Ne croyez pas que je m’acharne contre cette comédie musicale-ci. J’en ai autant au service de dizaines d’autres. Un exemple. « Les Dix Commandements ». Gros carton. Incroyable. D’autant plus quand on lit les paroles des chansons. Probablement écrites un jour d’ennui. Le même type de jour qui a permis la création d’une Assasymphonie. On se demande néanmoins pourquoi l’Assassin n’a pas fait son boulot. Cela aurait peut-être évité « La peine maximum ». Oui c’est bien le nom de la chanson. Comme j’aime illustrer, voici un extrait. Je re-contextualise. Josué est tailleur de pierres, hébreu et évidemment, esclave. Ce qui ne lui créé pas vraiment de la joie de vivre. Mais réussit à le faire chanter. Que c’est sa peine maximum. D’être un Homme. Pas claire cette affaire. Je cite :

Mais pourquoi se mettre à genoux

Pour qui vouloir vivre debout

Puisque l’amour

Est inaccessible, un jour

Et le rêve trop lourd

Pour être libre un jour

Que Dieu me pardonne

Si de n’être qu’un homme

C’est ma peine maximum.


… J’admets qu’il ne soit pas évident d’écrire des paroles. Ce qui serait plutôt bien, ça serait d’éviter les fautes de syntaxe. Non ? « Pour qui vouloir vivre debout » ? Ce n’est même pas de l’argot. Mon cousin de 3 ans n’a jamais de phrases pareilles. Et n’en fera jamais (j’ose espérer). Et puis j’aime le passage sans aucun complexe de l’idée d’être libre à l’amour inaccessible (un jour). De quoi parle-t-on ? Pourquoi nous faire ça ?

… Je n’allumerai plus jamais ma radio avec légèreté. C’est fini. Pas envie de me faire apprendre du vocabulaire inventé par des gens qui ne savent même pas gérer celui qui existe dans le puits sans fond de la langue française. Oui je boude. Je fabrique du boudin. Traditionnel. A l’ancienne.

Je m’en vais. Enfin je reviens demain. Pas d’inquiétude. Pas de cris de joie non plus.

Je vous salue bien bas. Et vous souhaite de pouvoir rester désirables en dépit du froid et des nez coulants.

Bien cordialement les gens !

C.P.A.

3 Réponses to “Le bi-billet du jou-jour!”

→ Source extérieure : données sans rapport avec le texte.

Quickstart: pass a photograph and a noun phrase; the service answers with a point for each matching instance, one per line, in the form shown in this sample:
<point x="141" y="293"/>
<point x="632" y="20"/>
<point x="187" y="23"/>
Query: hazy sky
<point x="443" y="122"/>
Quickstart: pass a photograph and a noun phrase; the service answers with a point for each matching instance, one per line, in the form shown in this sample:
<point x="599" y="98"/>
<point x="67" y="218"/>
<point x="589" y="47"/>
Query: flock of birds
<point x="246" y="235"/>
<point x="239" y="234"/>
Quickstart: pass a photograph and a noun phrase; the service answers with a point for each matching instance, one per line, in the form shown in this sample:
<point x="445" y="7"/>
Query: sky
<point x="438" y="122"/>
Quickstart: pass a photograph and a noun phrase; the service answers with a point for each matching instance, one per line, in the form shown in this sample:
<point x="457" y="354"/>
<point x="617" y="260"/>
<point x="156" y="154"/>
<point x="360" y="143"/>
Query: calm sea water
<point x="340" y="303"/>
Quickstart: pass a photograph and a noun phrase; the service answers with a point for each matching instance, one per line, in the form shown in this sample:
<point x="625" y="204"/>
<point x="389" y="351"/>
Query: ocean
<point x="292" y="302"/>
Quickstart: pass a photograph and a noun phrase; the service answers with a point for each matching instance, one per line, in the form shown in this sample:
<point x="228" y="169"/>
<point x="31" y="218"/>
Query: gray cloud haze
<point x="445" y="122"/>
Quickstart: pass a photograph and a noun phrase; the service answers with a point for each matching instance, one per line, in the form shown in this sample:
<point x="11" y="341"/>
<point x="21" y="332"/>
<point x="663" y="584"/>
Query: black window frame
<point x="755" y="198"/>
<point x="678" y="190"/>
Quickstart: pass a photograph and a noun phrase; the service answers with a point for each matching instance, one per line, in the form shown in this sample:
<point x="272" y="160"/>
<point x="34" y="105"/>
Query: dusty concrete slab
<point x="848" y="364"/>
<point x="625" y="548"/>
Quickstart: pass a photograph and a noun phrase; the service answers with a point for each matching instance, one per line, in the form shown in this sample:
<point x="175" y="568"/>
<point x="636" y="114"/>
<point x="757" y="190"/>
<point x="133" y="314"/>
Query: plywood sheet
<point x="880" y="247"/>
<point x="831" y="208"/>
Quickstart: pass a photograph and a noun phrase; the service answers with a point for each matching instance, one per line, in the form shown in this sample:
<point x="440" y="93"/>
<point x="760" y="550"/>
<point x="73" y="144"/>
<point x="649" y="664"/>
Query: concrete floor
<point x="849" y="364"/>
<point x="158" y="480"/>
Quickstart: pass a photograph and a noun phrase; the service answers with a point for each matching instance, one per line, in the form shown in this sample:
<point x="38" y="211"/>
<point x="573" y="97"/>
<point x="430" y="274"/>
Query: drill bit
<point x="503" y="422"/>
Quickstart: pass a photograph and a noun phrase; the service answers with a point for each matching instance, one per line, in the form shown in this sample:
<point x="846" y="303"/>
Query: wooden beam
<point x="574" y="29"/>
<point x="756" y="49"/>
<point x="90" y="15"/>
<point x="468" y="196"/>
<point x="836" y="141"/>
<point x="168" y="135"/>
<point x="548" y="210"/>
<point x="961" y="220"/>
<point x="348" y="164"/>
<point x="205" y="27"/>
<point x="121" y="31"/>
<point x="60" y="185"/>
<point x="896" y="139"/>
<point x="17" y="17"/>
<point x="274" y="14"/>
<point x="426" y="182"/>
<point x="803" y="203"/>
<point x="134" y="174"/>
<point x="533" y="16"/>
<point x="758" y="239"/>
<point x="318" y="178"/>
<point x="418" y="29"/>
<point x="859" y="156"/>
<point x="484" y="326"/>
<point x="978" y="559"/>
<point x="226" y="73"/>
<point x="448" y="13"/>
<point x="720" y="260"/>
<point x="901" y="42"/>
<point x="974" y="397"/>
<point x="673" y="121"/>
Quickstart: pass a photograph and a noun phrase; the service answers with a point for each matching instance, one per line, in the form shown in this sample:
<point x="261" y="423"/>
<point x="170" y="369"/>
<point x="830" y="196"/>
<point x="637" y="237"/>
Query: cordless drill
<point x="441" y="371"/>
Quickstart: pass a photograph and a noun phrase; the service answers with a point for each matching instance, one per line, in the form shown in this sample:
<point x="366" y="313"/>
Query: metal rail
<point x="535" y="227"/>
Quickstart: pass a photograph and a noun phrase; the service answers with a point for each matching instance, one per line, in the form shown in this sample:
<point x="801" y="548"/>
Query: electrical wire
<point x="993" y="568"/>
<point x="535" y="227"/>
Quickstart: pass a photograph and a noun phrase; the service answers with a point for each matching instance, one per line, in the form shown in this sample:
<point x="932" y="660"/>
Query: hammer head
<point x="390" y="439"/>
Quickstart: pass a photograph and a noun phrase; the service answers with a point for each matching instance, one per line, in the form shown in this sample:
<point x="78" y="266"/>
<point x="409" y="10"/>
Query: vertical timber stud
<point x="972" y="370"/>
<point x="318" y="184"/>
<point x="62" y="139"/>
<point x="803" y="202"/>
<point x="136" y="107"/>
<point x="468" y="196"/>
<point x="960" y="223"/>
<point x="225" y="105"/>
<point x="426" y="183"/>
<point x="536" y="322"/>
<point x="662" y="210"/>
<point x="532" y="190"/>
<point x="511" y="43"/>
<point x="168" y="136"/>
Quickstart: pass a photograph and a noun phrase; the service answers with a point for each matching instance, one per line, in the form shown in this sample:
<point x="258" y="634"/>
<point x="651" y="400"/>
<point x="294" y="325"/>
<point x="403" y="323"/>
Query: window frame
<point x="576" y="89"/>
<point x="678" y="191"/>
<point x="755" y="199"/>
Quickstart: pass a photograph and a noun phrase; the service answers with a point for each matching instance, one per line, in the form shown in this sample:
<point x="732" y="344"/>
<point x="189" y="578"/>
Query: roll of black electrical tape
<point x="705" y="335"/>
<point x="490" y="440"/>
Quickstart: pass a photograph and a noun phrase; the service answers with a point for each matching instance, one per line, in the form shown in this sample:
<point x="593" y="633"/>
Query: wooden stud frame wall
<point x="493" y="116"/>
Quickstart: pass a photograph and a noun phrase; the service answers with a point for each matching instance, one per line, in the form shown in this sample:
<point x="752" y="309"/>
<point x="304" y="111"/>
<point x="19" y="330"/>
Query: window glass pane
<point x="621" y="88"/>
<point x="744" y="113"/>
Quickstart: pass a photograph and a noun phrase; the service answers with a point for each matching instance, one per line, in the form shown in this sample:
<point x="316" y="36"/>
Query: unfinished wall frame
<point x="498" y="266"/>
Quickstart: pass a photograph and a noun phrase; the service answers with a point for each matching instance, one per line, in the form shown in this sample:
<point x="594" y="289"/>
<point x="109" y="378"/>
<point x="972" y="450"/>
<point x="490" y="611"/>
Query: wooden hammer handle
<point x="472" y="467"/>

  1. Bon ben moi j’aime bien l’Assasymphonie… Ca m’évoque d’autres choses en l’écoutant… mais bon, c’est surement parce que chuis un prof de maths !
    Bisous.

    • Qu est ce que tu veux que je te dise Alphonse? Personne n est parfait!
      Mais la… Prof de maths… Assassymphonie… C est l’escalade!!😉
      Des bises mon chaton!
      C. P. A.

  2. C’est fou g pense a toi Rudy avec cette chanson et j’attendais déjà ta réaction…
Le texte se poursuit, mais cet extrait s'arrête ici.